Nov 30, 2009 00:55
The less people you talk to on a regular basis, the more emptiness you see ahead of you.
It gets clearer as you grow older. Something like stepping out of a crowd and into an open area. It's refreshing. You see street lights, trees, and cold grass that's too stiff to sway as it used to. You see your breath, because you are the only one breathing. It's quiet. It starts to get dark.
When it's darker, and you turn around, everyone that used to be standing there has already gone home. Now there's nothing but quiet and stillness. Dirt and cigarette butts everywhere. The streets are empty. Big yellow circles without shadows are perfectly illuminating their designated spots of land. It's just you and a few other people that have hung back.
Winnipeg is as flat as a dime. You can't see very far ahead of yourself in any direction. There's no horizon, just a skyline.
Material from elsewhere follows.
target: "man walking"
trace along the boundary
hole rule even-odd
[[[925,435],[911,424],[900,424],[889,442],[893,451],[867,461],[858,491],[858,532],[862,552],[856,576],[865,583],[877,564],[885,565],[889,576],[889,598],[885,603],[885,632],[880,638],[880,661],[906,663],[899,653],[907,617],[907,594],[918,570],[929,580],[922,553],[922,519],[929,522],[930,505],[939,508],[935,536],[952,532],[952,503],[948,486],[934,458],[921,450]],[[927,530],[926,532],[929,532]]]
Occasionally you may go on an overpass or a bridge and be treated to an elevated glimpse, but after a while of living here, you can't tell one place from another. Cars are all the same colours, buildings are old and new, people dress the same. Trees are frozen. You know that soon you're going to have to change the way you dress when you go out. You'll start having to take off your shoes when you enter people's houses, dry off your socks when you get home, blow into your hands to keep your nose warm.
Nothing will die in the winter. You'll see these trees again next year, these cars, and the same people. And especially the buildings, those gigantic, mysterious labyrinths that hold so many secrets. Who knows what happens in any of them?
But when you're at the center of the city, and nobody's around, it's very easy to lose your place. Especially when you know our city well enough to see that it's the same wherever you are.